Technologically, the re-emergence of platforms as a service (PaaS) and the growing dominance of Kubernetes for management are automating much of the manual, one-off processes of DevOps. (You should know, dear reader, that I pay my mortgage by working at one of the vendors that peddles such kit.)

The end result is enabling developers to focus on their applications, not actually carrying a pager or worrying about whatever a “DNS” is. As Allstate’s Matt Curry described it to me: “The goal is to eliminate cognitive overhead for the developers and keep their pipelines as simple as possible. They should get a ton of operational value for free just by pushing to an environment, be it monitoring, release process, security scanning, architecture patterns, or anything else that is repetitive and fairly consistent between deployments.” Similarly, good SRE staff take a code-first approach to solving problems and make operating production as simple as possible.

Who’s SRE’ing my résumé updates?

Does this mean we can start using all those DevOps books as kindling? Well, hardly.

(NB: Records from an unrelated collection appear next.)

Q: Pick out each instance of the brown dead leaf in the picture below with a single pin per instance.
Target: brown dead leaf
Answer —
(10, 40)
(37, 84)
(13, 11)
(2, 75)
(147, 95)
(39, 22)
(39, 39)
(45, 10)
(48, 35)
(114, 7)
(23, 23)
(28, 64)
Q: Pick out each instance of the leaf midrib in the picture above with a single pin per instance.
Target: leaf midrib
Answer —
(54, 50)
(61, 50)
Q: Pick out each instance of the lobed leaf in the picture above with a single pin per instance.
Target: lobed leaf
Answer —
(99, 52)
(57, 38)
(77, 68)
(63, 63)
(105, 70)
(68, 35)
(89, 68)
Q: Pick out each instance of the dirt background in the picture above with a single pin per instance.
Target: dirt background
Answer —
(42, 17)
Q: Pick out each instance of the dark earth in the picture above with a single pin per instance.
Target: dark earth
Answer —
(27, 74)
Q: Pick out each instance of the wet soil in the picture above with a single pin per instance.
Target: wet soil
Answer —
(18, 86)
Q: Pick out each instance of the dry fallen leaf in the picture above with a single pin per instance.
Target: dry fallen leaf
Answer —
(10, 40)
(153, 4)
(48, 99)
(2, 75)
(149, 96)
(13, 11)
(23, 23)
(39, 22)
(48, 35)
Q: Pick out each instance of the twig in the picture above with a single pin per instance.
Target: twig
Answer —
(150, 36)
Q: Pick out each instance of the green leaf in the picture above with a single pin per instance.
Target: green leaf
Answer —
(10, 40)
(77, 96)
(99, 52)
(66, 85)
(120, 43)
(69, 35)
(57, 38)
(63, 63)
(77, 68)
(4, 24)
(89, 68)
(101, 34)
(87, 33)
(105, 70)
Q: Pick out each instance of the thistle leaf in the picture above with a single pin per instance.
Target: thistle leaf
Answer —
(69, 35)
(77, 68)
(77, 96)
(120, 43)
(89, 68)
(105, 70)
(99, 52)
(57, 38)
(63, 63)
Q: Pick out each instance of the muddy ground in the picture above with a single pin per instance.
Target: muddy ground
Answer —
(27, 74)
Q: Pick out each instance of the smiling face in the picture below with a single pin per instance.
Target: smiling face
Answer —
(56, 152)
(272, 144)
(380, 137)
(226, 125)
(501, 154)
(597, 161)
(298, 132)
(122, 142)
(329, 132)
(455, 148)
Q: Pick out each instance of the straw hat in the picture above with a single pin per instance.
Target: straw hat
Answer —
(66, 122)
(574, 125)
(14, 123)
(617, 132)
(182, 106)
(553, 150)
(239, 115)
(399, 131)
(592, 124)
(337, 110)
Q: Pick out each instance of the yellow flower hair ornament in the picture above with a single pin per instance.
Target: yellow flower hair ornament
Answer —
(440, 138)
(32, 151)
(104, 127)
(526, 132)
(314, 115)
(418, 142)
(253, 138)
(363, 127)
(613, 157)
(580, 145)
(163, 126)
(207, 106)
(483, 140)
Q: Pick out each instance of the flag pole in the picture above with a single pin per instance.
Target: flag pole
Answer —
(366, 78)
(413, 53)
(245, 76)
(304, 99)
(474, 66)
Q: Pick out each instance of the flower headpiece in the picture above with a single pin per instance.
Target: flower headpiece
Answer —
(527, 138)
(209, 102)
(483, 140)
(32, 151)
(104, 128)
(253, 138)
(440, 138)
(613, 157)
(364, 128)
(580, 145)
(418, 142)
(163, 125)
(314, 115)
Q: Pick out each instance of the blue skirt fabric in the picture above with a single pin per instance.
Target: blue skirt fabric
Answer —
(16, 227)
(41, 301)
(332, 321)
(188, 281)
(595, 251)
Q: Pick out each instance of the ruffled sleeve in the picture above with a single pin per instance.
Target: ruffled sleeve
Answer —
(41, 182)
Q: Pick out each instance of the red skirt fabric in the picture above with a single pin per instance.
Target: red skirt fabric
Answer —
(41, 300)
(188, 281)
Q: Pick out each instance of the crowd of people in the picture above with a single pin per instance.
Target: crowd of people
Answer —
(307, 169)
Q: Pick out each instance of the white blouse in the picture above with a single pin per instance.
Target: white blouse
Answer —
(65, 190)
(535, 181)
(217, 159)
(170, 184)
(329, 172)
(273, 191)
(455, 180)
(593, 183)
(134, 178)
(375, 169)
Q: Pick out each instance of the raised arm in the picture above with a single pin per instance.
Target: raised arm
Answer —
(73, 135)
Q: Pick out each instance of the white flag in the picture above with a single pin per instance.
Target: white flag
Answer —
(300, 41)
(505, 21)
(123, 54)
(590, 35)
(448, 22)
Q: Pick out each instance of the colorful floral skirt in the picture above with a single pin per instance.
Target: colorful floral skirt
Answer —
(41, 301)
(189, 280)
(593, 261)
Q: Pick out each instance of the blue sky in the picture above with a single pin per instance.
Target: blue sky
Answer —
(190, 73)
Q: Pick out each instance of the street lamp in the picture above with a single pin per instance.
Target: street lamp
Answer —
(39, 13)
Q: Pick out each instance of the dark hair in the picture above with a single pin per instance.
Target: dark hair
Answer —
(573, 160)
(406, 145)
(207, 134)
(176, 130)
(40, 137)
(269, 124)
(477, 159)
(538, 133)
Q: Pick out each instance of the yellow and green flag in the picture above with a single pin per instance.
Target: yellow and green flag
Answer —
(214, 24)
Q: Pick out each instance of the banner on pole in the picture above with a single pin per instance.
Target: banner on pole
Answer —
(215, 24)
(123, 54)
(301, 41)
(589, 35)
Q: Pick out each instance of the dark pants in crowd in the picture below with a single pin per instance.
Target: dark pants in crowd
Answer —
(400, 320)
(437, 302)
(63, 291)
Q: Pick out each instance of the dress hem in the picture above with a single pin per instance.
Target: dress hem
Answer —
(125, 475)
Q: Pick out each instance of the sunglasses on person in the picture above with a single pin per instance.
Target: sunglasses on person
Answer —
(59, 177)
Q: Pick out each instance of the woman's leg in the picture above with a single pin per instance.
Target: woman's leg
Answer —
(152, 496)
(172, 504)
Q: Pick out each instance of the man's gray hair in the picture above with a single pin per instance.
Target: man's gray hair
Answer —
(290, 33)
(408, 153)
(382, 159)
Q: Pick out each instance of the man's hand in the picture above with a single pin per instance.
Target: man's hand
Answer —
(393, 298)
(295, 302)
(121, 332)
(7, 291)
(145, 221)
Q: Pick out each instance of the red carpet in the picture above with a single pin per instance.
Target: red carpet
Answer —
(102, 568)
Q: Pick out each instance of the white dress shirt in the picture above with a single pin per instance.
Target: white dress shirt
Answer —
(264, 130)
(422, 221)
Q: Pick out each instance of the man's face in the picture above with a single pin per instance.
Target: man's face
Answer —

Doing software well has always passed through many names, but the general end goals have remained the same. We can all agree with a sentiment put well by Microsoft principal cloud developer advocate Bridget Kromhout: if DevOps means “good, tool-enhanced cross-team collaboration. I sure hope that never goes away.”

DevOps is “a cross-team practice, not a task,” she adds. “SRE is the new Ops Engineer, but DevOps shouldn’t have been considered to be a job in the first place. We don’t hire a collaboration expert to do all the collaborating.”

The organization treating development and operations as all part of the same concern – creating and running good software – shouldn’t be lost. The DevOps practices of being more humane in working with people seem, well, humane and pragmatic. Most importantly, the emphasis on continuous improvement and the injection of lean thinking have helped lead to huge improvements in organization I talk with. As someone who’s always complaining about how boring the “cultural” aspects of DevOps are, they’ll probably be the most long-lasting, important precepts.

There may be a few stick-in-the-muds who get all roiled at the idea of DevOps shifting around, even “dying” if you’re the kind of person who likes that hyperbole (why are you looking at me?). Clearly, “DevOps” is evolving as it spreads into mainstream organizations and as newer technologies automate what were once manual practices and disparate tools. That doesn’t mean the core goals and “culture” zoom away. Just as with “serverless“, you’re supposed to take the idea seriously, not literally.

So, if you buy all that, consider this some 2018 career advice: it’s time to go update your résumé and say you’ve been doing “SRE” this whole time, but just not calling it that.